Currently we assume that the code at the other side of extern { }
and extern "C" { }
is C code. This code cannot unwind and we could add LLVM nounwind
attribute to it by default. The same would not be true for extern "c++" { }
code, and if the Rust panic ABI differs from the C++ ABI on the platform (which probably won't be the case, but who knows), we'll need to convert panics from/to C++ when interfacing with that code unless the C++ code is nounwind
(noexcept
) or the extern "c++" fn
Rust functions are nounwind
.
Somehow I didn't actually know about this issue despite authoring a closely related RFC (rust-lang/rfcs#2699). Is there an actual RFC for [unwind(allow)]
? I was planning on rewriting my RFC to suggest [unwind(allow)]
instead of [unwind(Rust)]
, but if there's already such an RFC, I can work with its author instead.
What are the best ways for interested outsiders to help move this along? The lack of stabilization here is currently making us choose between UB and using nightly for Lucet, so I'm definitely willing to get my hands dirty to help.

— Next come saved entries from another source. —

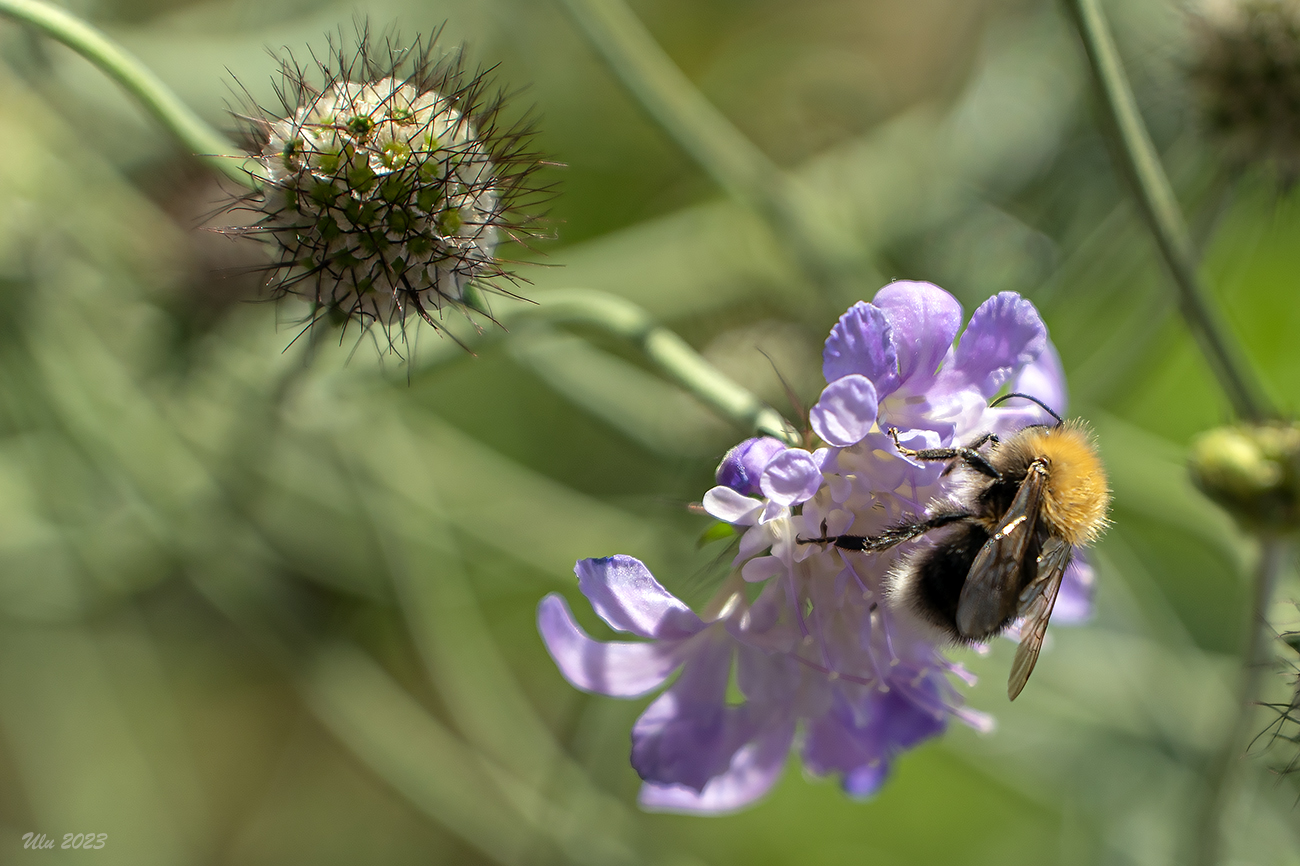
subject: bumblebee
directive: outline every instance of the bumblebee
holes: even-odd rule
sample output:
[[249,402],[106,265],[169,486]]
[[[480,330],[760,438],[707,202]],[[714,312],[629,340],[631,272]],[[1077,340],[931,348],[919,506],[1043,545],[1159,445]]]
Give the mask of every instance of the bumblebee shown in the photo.
[[1074,548],[1106,527],[1110,488],[1092,434],[1081,421],[1022,428],[1005,440],[991,433],[958,448],[912,450],[890,436],[900,454],[946,461],[960,469],[952,502],[896,524],[879,535],[839,535],[807,542],[842,550],[887,550],[922,535],[933,544],[906,554],[886,578],[886,597],[955,643],[992,637],[1024,619],[1007,695],[1015,700],[1038,661],[1047,623]]

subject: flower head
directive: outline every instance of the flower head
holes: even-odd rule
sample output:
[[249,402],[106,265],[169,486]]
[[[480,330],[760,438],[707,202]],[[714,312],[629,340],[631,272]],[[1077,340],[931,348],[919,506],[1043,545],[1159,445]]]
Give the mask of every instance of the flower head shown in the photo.
[[[868,796],[891,760],[941,732],[959,703],[945,677],[955,666],[928,645],[889,635],[887,614],[871,605],[878,596],[870,591],[854,588],[852,610],[840,614],[843,622],[827,623],[829,640],[814,648],[788,584],[772,581],[752,602],[732,585],[716,618],[706,620],[632,557],[586,559],[577,574],[605,622],[648,640],[594,640],[561,596],[547,596],[538,628],[571,683],[636,697],[680,671],[632,728],[632,765],[645,781],[646,808],[723,812],[751,803],[780,776],[801,723],[808,768],[838,773],[849,793]],[[902,650],[892,663],[891,640]],[[868,656],[876,659],[864,662]],[[865,675],[839,674],[836,664]],[[728,695],[733,674],[739,700]]]
[[1300,525],[1300,425],[1218,427],[1197,437],[1192,481],[1243,524],[1271,532]]
[[313,322],[378,323],[502,291],[506,238],[535,235],[523,213],[542,190],[530,130],[500,122],[500,97],[433,42],[332,44],[322,80],[282,63],[281,112],[259,110],[262,189],[242,203],[275,249],[274,290],[312,303]]
[[1190,68],[1204,117],[1239,161],[1300,176],[1300,3],[1214,0],[1195,25]]
[[[579,588],[606,622],[644,641],[593,640],[561,597],[543,599],[542,637],[579,688],[633,697],[680,671],[632,732],[647,808],[746,805],[776,781],[792,746],[810,772],[838,775],[846,792],[867,796],[899,753],[949,718],[991,727],[952,682],[973,677],[891,604],[887,575],[906,545],[864,553],[800,541],[877,532],[953,494],[943,466],[905,456],[891,428],[922,448],[1046,420],[1033,404],[990,407],[1008,385],[1064,412],[1060,363],[1032,304],[1003,293],[964,331],[962,321],[947,292],[902,282],[840,318],[810,415],[822,447],[747,440],[704,496],[710,515],[741,531],[710,615],[692,613],[630,557],[578,563]],[[1087,617],[1090,588],[1091,570],[1077,562],[1059,621]],[[739,695],[728,694],[733,674]]]

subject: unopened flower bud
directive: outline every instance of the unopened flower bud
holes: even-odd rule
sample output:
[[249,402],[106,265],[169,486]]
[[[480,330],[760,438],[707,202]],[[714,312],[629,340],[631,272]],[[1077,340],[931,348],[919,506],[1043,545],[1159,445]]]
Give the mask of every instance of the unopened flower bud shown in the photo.
[[717,479],[737,493],[757,495],[758,481],[768,462],[785,450],[785,443],[771,436],[746,439],[732,448],[718,464]]
[[1300,426],[1220,427],[1192,447],[1192,480],[1242,523],[1300,526]]

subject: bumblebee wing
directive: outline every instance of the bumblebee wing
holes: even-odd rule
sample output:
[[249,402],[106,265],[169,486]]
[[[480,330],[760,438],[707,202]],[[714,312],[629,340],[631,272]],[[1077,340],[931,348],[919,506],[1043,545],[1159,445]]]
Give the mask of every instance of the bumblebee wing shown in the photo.
[[993,634],[1015,616],[1025,558],[1034,555],[1034,532],[1047,471],[1032,463],[1002,522],[971,563],[957,600],[957,630],[968,638]]
[[1042,556],[1038,557],[1038,577],[1020,594],[1020,615],[1025,622],[1020,629],[1016,660],[1011,663],[1011,678],[1007,680],[1007,697],[1013,701],[1038,663],[1043,638],[1047,637],[1047,621],[1052,618],[1052,608],[1061,591],[1061,578],[1065,576],[1073,552],[1074,548],[1061,539],[1048,539],[1043,545]]

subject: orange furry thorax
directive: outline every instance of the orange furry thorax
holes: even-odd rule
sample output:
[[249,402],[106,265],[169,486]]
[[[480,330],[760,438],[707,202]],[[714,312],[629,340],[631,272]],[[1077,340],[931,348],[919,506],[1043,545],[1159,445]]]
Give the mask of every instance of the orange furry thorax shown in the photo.
[[1056,427],[1027,427],[998,445],[992,463],[1003,473],[1027,471],[1047,462],[1041,503],[1051,533],[1073,545],[1091,544],[1106,527],[1110,485],[1091,431],[1080,421]]

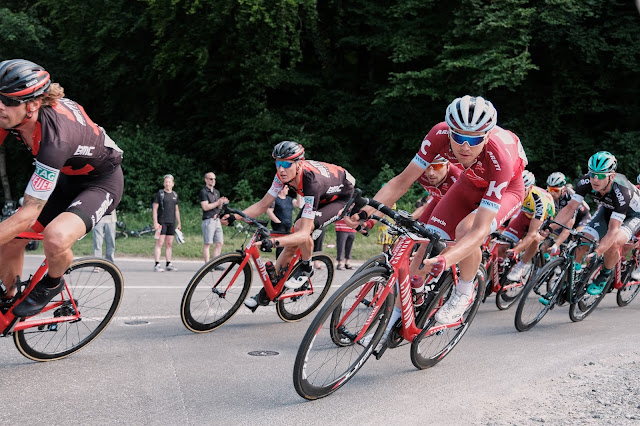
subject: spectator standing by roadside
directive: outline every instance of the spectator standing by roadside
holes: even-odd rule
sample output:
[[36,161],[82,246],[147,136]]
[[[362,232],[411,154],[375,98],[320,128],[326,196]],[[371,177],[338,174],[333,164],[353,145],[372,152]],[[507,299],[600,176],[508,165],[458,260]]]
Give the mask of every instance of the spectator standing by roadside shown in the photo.
[[338,251],[338,266],[336,266],[336,269],[353,269],[350,261],[351,247],[355,238],[356,230],[347,225],[344,219],[336,222],[336,250]]
[[224,236],[220,225],[220,208],[229,202],[226,197],[220,197],[220,191],[216,188],[216,175],[207,172],[204,175],[204,188],[200,191],[200,206],[202,207],[202,258],[204,263],[210,259],[211,245],[213,244],[213,257],[216,258],[222,251]]
[[93,255],[95,257],[102,257],[102,242],[106,245],[105,258],[115,263],[113,260],[113,254],[116,251],[116,211],[114,210],[110,214],[102,216],[100,222],[93,227]]
[[[182,228],[180,222],[180,210],[178,208],[178,194],[173,191],[174,179],[172,175],[164,175],[164,188],[156,192],[152,204],[153,227],[156,229],[156,246],[154,259],[156,265],[155,272],[177,271],[171,264],[171,254],[173,251],[173,238],[175,230]],[[167,261],[163,268],[160,265],[160,254],[164,244],[164,256]]]
[[[291,233],[293,208],[300,208],[300,206],[302,206],[302,196],[298,194],[295,200],[289,197],[289,186],[285,185],[267,209],[267,216],[271,219],[273,230],[283,234]],[[282,250],[284,250],[284,247],[276,249],[276,259],[280,256]]]

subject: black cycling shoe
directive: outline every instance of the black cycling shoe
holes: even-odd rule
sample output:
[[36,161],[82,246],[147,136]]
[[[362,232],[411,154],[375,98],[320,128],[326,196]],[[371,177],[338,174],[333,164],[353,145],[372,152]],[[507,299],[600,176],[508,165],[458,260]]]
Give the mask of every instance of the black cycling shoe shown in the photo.
[[16,317],[30,317],[37,314],[64,288],[64,278],[60,278],[60,284],[53,288],[48,288],[46,282],[43,281],[45,280],[43,279],[36,284],[27,298],[13,308],[13,315]]

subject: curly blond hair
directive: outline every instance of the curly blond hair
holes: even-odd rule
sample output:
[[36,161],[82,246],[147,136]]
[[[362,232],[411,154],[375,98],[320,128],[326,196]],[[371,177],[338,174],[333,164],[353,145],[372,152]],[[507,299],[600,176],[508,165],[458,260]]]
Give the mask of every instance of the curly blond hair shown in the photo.
[[40,99],[42,99],[42,106],[54,106],[58,103],[58,99],[63,97],[64,88],[58,83],[51,83],[47,93],[43,94]]

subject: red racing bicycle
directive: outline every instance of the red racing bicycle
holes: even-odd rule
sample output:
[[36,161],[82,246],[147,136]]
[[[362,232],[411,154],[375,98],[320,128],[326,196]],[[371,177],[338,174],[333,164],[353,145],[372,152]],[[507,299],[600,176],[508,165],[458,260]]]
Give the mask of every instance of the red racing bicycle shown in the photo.
[[[17,238],[42,240],[42,234],[23,232]],[[75,260],[64,275],[62,292],[38,314],[13,315],[47,272],[45,259],[35,274],[20,282],[16,294],[0,302],[2,336],[13,336],[20,353],[34,361],[64,358],[91,343],[111,322],[122,300],[124,280],[113,263],[100,258]]]

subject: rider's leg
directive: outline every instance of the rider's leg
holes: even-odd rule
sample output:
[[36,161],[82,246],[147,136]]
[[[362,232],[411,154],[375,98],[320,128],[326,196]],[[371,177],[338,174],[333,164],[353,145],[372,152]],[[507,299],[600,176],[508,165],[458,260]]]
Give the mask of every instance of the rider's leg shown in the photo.
[[24,248],[28,243],[28,240],[11,240],[0,246],[0,280],[7,289],[5,298],[16,293],[17,277],[22,274]]
[[87,232],[84,221],[76,214],[63,212],[44,228],[44,255],[50,277],[61,277],[73,262],[73,244]]

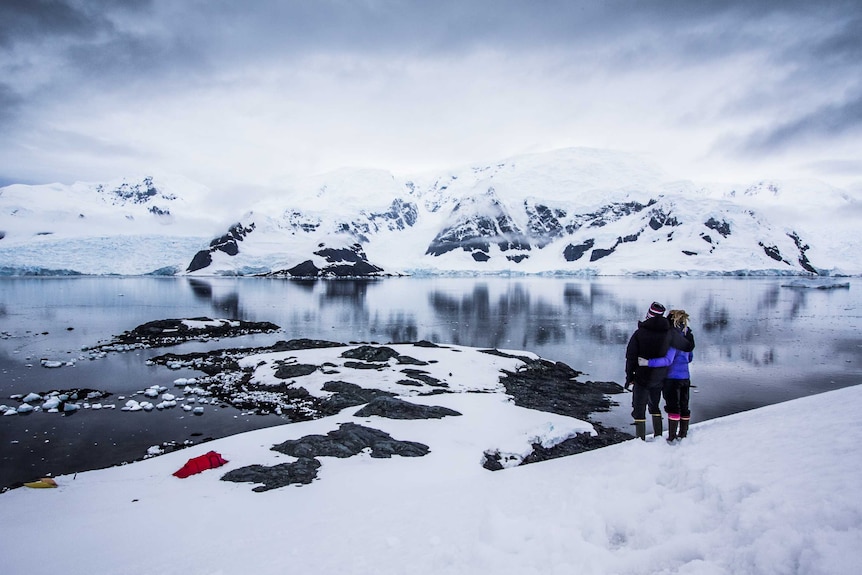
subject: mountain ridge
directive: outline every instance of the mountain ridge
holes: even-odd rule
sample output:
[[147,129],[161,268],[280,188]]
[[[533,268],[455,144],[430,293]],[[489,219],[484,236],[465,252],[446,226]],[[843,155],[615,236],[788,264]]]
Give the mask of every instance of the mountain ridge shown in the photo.
[[[205,187],[165,181],[0,188],[0,268],[284,277],[862,273],[852,224],[862,206],[844,190],[816,181],[673,180],[609,150],[568,148],[409,178],[345,168],[287,183],[227,225],[207,217]],[[110,238],[136,234],[140,250],[159,250],[164,265],[109,257]],[[92,251],[94,237],[105,238],[105,249]],[[83,239],[91,253],[50,257],[58,242]],[[112,263],[121,256],[124,266]]]

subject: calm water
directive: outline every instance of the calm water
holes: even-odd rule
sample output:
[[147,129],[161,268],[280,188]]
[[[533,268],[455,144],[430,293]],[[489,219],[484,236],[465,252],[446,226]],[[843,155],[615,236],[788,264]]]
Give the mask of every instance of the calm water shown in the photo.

@joshtriplett just made a proposal for specification here: #63909 (comment)
So I think the discussion in that PR is the place to go if you want to either monitor progress on this or add to the discussion. (Though I don't know that "adding to the discussion" would speed things up.)
I think this issue should be closed now that the FFI-unwind project group exists and is working on an RFC to replace these attributes.
@koute ^ The above links will be useful to you if you are still working on the project you described and have not already heard about the project group!
The attributes have been removed, closing.